Il s'agit donc de prendre le coût d'acquisition des fonds étrangers en pourcents, soit les intérêts effectivement payés, et d'y ajouter une marge de 0,5 % ou 0,25 % (mais au total 2,5 % au minimum) pour obtenir le pourcentage minimal que la société doit exiger (en recette) sur le prêt à son actionnaire ; il s'agit d'un taux minimum.

c. Même s'ils concernent tous deux des prestations appréciables en argent, les ch. 1 et 2 de la lettre-circulaire 2009 traitent de deux sujets différents, soit respectivement les insuffisances de recettes et les excédents de paiements, étant précisé qu'il n'y a pas de renvois d'un chiffre à l'autre. Le ch. 2 de la lettre-circulaire 2009 fait quant à lui un renvoi à la circulaire n° 6 pour, dans le cadre du calcul correctif d'éventuels excédents de paiement, effectuer une correction préalable d'un éventuel capital propre dissimulé.

10) En l'espèce, il n'est pas contesté que X______ n'a pas de capital propre dissimulé, comme cela résulte du calcul même de l'AFC-GE, et qu'elle ne procède à aucun excédent de paiement envers ses actionnaires ou leurs proches. Elle respecte ainsi la circulaire n° 6.

11) Dès lors, on ne discerne pas pourquoi le ch. 2 de la lettre-circulaire 2009, qui vise des taux maximums, trouverait à s'appliquer en l'espèce. La référence que fait l'AFC-GE dans son recours au ch. 3.1 de la circulaire n° 6 n'apparaît en effet pas pertinente, le ch. 3 de celle-ci se rapportant dans son ensemble au traitement fiscal du capital propre dissimulé ; lequel est, encore une fois, inexistant dans le cas de X______.

12) Dans son calcul, l'AFC-GE considère que le coût effectif payé pour obtenir les fonds étrangers n'est pas suffisant et donc que X______ aurait dû payer davantage à ce titre ; elle définit ainsi un coût standard plus élevé, auquel elle ajoute les 0,5 % et calcule ainsi le taux d'intérêt que la société aurait dû facturer à son actionnaire.

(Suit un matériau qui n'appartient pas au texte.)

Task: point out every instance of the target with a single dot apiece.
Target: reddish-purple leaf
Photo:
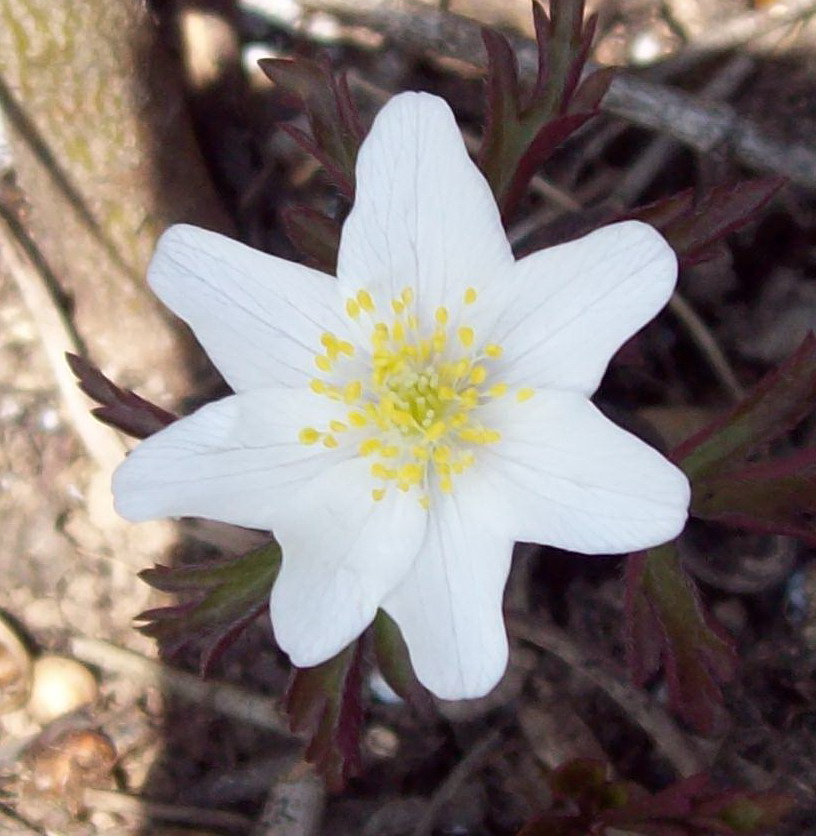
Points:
(665, 619)
(120, 408)
(521, 131)
(395, 664)
(225, 596)
(780, 401)
(333, 118)
(689, 807)
(315, 235)
(693, 230)
(326, 702)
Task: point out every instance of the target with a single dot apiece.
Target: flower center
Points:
(414, 410)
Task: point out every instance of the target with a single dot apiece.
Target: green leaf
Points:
(225, 596)
(776, 496)
(523, 130)
(666, 622)
(326, 702)
(395, 664)
(779, 402)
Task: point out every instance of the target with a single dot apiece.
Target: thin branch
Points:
(112, 801)
(703, 126)
(668, 739)
(58, 337)
(470, 763)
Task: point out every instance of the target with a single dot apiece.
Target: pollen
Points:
(309, 435)
(365, 301)
(411, 399)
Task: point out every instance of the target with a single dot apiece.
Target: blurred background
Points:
(121, 118)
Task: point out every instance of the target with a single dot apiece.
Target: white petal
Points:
(576, 304)
(236, 460)
(342, 553)
(258, 317)
(424, 215)
(449, 607)
(577, 481)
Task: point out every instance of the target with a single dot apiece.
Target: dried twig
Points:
(230, 700)
(58, 337)
(295, 806)
(708, 345)
(469, 764)
(751, 26)
(703, 126)
(675, 746)
(119, 802)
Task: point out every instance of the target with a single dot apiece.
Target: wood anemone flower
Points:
(400, 426)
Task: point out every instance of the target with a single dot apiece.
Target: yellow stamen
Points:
(466, 336)
(524, 394)
(365, 301)
(308, 435)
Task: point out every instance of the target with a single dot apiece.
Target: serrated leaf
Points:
(776, 496)
(225, 597)
(333, 118)
(694, 230)
(666, 620)
(316, 236)
(326, 702)
(780, 401)
(120, 408)
(521, 130)
(394, 663)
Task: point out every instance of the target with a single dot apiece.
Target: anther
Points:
(308, 435)
(365, 301)
(466, 336)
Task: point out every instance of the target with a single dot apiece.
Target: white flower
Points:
(399, 427)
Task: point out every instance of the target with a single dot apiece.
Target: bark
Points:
(105, 154)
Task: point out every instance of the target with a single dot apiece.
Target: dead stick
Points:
(675, 746)
(704, 126)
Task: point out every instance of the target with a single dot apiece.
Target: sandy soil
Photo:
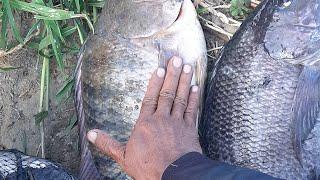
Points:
(19, 97)
(19, 100)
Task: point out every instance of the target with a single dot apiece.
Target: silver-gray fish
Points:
(132, 39)
(262, 101)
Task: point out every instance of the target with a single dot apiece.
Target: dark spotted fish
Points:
(262, 101)
(132, 39)
(15, 165)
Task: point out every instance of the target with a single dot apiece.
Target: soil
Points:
(19, 102)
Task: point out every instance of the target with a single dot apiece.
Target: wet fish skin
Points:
(133, 38)
(261, 108)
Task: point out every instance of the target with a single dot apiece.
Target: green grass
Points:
(55, 24)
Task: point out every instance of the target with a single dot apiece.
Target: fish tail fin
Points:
(88, 170)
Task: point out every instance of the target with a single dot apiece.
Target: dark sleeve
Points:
(195, 166)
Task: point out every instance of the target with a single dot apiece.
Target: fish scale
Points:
(253, 98)
(132, 40)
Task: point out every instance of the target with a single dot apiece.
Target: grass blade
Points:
(40, 117)
(8, 68)
(8, 11)
(3, 38)
(65, 90)
(56, 47)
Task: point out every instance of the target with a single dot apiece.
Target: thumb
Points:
(107, 145)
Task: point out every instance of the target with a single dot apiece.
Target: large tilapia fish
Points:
(132, 39)
(262, 101)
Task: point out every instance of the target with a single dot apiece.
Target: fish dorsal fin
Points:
(306, 107)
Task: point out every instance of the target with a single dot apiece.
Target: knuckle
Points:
(150, 101)
(167, 94)
(182, 102)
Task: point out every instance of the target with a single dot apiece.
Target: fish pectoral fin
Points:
(306, 107)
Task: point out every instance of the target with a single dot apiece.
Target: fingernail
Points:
(161, 72)
(187, 69)
(195, 88)
(177, 62)
(92, 136)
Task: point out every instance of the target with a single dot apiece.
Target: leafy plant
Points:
(240, 8)
(55, 24)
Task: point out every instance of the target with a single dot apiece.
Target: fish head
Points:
(294, 32)
(138, 18)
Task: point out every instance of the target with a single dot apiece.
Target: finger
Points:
(191, 113)
(107, 145)
(150, 101)
(181, 100)
(168, 91)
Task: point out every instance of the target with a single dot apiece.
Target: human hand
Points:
(166, 128)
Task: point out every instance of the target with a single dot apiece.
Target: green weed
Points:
(55, 24)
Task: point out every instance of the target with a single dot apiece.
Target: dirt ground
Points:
(19, 100)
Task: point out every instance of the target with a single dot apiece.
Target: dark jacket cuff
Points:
(197, 166)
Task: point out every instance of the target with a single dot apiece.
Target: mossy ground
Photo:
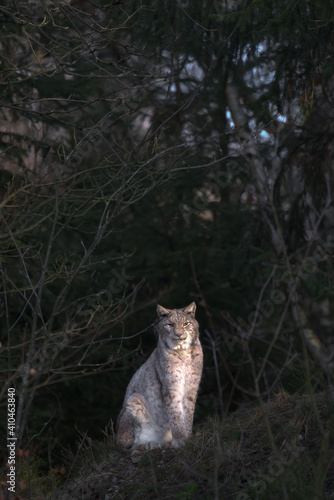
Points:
(282, 449)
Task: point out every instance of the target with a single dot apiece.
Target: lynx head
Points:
(177, 328)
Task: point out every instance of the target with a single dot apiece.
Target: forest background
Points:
(162, 152)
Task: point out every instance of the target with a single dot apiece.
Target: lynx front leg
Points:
(135, 426)
(176, 414)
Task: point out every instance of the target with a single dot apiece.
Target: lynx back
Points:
(159, 403)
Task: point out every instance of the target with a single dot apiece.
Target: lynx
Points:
(159, 403)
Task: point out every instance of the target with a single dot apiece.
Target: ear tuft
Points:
(162, 312)
(191, 309)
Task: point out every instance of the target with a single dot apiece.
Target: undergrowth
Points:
(231, 459)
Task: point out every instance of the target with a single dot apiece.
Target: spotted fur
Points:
(159, 403)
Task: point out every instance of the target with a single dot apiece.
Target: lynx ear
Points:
(162, 312)
(191, 309)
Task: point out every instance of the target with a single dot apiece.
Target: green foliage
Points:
(128, 178)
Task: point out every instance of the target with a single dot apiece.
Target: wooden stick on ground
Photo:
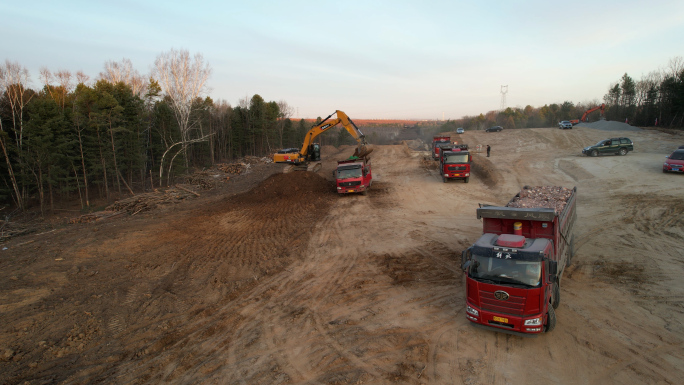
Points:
(190, 191)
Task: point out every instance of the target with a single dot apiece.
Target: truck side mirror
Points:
(465, 259)
(553, 268)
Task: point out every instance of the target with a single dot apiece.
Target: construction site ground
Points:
(273, 278)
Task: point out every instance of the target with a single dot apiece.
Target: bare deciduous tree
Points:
(46, 78)
(64, 78)
(183, 79)
(285, 111)
(82, 78)
(13, 81)
(124, 72)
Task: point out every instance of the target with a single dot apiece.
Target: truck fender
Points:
(465, 259)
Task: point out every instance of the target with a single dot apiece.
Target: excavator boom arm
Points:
(326, 124)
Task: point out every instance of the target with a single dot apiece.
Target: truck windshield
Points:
(504, 271)
(456, 158)
(349, 173)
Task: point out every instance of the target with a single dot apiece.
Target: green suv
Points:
(615, 146)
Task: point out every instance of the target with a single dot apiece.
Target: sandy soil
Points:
(289, 283)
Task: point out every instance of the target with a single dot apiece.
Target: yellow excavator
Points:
(309, 156)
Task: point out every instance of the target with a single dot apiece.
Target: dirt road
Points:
(291, 284)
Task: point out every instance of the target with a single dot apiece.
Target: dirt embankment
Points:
(77, 302)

Le montant corrigé qui découle de ce calcul présentera donc une marge bénéficiaire supérieure aux taux de 0,5 % ou 0,25 % : il ne sera donc plus en harmonie avec la jurisprudence du Tribunal fédéral citée ci-dessus au consid. 9b, ce d'autant plus qu'un tel calcul ne permet plus d'atteindre le but de simplification visé par la lettre-circulaire 2009, et rappelé par le Tribunal fédéral.

En outre, ce calcul impute des recettes supplémentaires sans tenir compte des charges supplémentaires liées, ce qu'impose pourtant l'art. 58 al. 1 let. b LIFD.

13) Pour ces différentes raisons, les griefs de l'AFC-GE doivent être écartés ; le calcul opéré par le TAPI, tel que résumé dans la partie en fait du présent arrêt, ne prête pas le flanc à la critique et sera confirmé.

Le recours est ainsi mal fondé et sera rejeté.

14) Il ne sera pas perçu d'émolument, la recourante étant une collectivité publique défendant ses propres décisions (art. 87 al. 1 2ème phr. LPA). Vu l'issue du litige, une indemnité de procédure de CHF 1'000.- sera allouée à X______, à la charge de l'Etat de Genève, dès lors qu'elle y a conclu et qu'elle a exposé des frais pour sa défense (art. 87 al. 2 LPA).

 

* * * * *

 

 

 

 

 

 

 

PAR CES MOTIFS
LA CHAMBRE ADMINISTRATIVE

à la forme :

déclare recevable le recours interjeté le 9 janvier 2013 par l'administration fiscale cantonale contre le jugement du Tribunal administratif de première instance du 3 décembre 2012 ;

au fond :

le rejette ;

dit qu'il n'est pas perçu d'émolument ;

alloue à X______ S.A. une indemnité de procédure de CHF 1'000.-, à la charge de l'Etat de Genève ;

dit que, conformément aux art. 82 ss de la loi fédérale sur le Tribunal fédéral du 17 juin 2005 (LTF - RS 173.110), le présent arrêt peut être porté dans les trente jours qui suivent sa notification par-devant le Tribunal fédéral, par la voie du recours en matière de droit public ; le mémoire de recours doit indiquer les conclusions, motifs et moyens de preuve et porter la signature du recourant ou de son mandataire ; il doit être adressé au Tribunal fédéral, 1000 Lausanne 14, par voie postale ou par voie électronique aux conditions de l’art. 42 LTF. Le présent arrêt et les pièces en possession du recourant, invoquées comme moyens de preuve, doivent être joints à l’envoi ;

communique le présent arrêt à l'administration fiscale cantonale, à Me Daniela Lonhares, avocate de X______ S.A., à l'administration fédérale des contributions, ainsi qu’au Tribunal administratif de première instance.

Siégeants : M. Thélin, président, MM. Verniory et Pagan, juges.

Au nom de la chambre administrative :

le greffier-juriste :

 

 

F. Scheffre

 

le président siégeant :

 

 

Ph. Thélin

 

 

Copie conforme de cet arrêt a été communiquée aux parties.